Our group of 5 got placed with 2 random people even though the smaller rafts were clearly made for a group of 5. I was quite confused. I also received a broken paddle at first but ended up switching with Eva about 5 minutes down the rapids because otherwise the sides were uneven with 4 paddles on one side and 2 on the other (we were already a paddle short.) Luckily the man who was without a paddle had a waterproof camera with him. These are mostly his pictures.
Such a beautiful sight!

The nice thing about the trip was that it was just the right amount of difficulty that you were able to enjoy the beauty of the cliffs and enjoy the amount of exercise you were getting.  We were also lucky enough to stop several times to look around. At one point I had the privilege of a very safe cliff jump. It wasn't very high and I was wearing a life jacket and helmet.
Me, Eva, Bobby, and Gill in front of the first waterfall
We also got to walk under a waterfall back into a small cave. This was quite overwhelming and the water was very cold, so after this I wasn't able to warm up and the trip got to be a little much toward the end, as my hands were numb and white. Luckily the beauty around me was able to help me have strength for the last portion of the journey even though I was freezing cold.
Walking under the second waterfall. I'm pretty sure I'm the girl out swimming in the deep water. 

At one point, the canyon was so narrow that we had to push our boat through. It was amazing to me that the water was not flowing super fast at this point, and our guide explained to us that the water was extremely deep, and that if it wasn't the water would be flowing quickly and would be very dangerous.
Paddles up, time to push ourselves through the canyon.
We could tell we were getting close to the end of the journey when we started seeing trash all along the sides of the river. I was glad that further out there was no trash and that our guides were super knowledgeable about the preservation of nature(they went around several times to make sure they got all of the trash from our snack.) Leave no trace!
Beauty!

Upon arrival back they provided a small barbecue snack of french fries, veggies, and lamb. The lamb was particularly good, however after our hard workout we were still hungry. After driving back to Berat we headed to White House for a dinner of pizzas. The evening consisted of showers and an early bedtime.
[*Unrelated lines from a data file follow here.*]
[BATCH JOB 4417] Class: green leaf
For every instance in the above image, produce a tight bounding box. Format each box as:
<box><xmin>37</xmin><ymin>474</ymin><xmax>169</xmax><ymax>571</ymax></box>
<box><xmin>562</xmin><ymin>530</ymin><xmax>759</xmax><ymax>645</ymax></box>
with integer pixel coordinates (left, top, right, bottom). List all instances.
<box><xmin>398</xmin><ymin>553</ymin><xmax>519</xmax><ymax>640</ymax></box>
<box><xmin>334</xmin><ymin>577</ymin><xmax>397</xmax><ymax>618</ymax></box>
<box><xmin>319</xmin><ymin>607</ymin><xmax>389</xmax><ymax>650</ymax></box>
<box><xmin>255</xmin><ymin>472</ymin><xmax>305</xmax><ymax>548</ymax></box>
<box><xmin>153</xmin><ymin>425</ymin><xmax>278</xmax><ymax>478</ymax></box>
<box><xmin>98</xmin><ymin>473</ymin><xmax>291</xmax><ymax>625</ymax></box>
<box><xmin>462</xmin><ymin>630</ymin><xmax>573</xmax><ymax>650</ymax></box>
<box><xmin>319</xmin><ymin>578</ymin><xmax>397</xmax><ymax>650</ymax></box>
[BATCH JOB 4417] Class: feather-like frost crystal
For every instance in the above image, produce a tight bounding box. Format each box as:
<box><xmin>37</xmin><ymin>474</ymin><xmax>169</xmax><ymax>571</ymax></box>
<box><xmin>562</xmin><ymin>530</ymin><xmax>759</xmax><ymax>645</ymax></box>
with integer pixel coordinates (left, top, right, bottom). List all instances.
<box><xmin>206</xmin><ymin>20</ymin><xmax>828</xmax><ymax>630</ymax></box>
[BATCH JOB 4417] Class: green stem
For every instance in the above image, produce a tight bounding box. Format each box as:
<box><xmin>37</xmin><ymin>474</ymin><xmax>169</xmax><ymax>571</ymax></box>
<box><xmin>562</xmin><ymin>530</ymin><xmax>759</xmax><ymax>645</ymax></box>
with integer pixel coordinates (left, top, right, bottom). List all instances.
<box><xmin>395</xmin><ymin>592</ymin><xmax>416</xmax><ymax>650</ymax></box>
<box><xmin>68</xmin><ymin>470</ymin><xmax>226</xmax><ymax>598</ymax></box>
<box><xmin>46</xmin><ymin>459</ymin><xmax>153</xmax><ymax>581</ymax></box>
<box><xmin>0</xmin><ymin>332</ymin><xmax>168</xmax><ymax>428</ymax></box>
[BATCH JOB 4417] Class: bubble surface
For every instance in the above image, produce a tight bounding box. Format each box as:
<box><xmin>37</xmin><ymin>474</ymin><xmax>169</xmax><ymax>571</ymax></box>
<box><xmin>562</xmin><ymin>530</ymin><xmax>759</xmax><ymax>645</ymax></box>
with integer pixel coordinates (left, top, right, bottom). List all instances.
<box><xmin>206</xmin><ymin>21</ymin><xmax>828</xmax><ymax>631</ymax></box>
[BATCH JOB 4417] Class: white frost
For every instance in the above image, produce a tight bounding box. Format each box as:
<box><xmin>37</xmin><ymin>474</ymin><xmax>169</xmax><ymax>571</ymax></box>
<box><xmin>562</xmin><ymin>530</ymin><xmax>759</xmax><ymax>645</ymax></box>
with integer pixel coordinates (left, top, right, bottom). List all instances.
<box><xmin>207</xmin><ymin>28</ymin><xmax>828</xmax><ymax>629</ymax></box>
We spent the following morning hanging out at the hostel. The rooftop porch was just what we needed to relax our muscles and soak up some sun. I was also lucky enough to get my hand on a guitar for a brief 5 minutes (after that they hurt.) I only remembered about 7 chords, but I was able to play and hum along to "Oh My Sweet Carolina." It felt great to hold an instrument. I may have to invest in one in Jakarta. We'll see.
This was our morning
A brief drive was followed by a tour of the Cobo Winery in Berat. This is a family owned business, and I was excited to finally go on a winery tour since I believe Europe is the place to do it. The man who did the tour was the same man who makes the wine today (his grandfather started the company) and he was very sweet and kind to us. As it turned out the same group we went rafting with was doing this tour as well. They, of course were in a hurry, so after sampling all the wines, eating some delicious homemade olives, bread, and cheese, they quickly left to go to Durres for lunch.
Storage
We took our time. I had 2 glasses of the most expensive wine (the reserve) and even enjoyed/purchased the walnut raki. During the last part of our time there we had a fantastic conversation with the man concerning his opinions about Albania, and their transition into freedom. I would describe him as a progressive, who had the right ideas about what Albania should be doing: perserving their heritage and culture. This country tries so hard to be European/American, but they aren't and that is what makes them special. You can go anywhere and find people walking in heels, shopping in malls, eating at expensive restaurants, and driving cars. But you can't go anywhere and almost get in a car accident with a donkey(did I forget to mention this?), or hike up to a castle, or sip on walnut raki.
Vineyards
Overall I'd say Berat was one of my favorite experiences in Albania, and was the perfect last Albanian trip before I head home.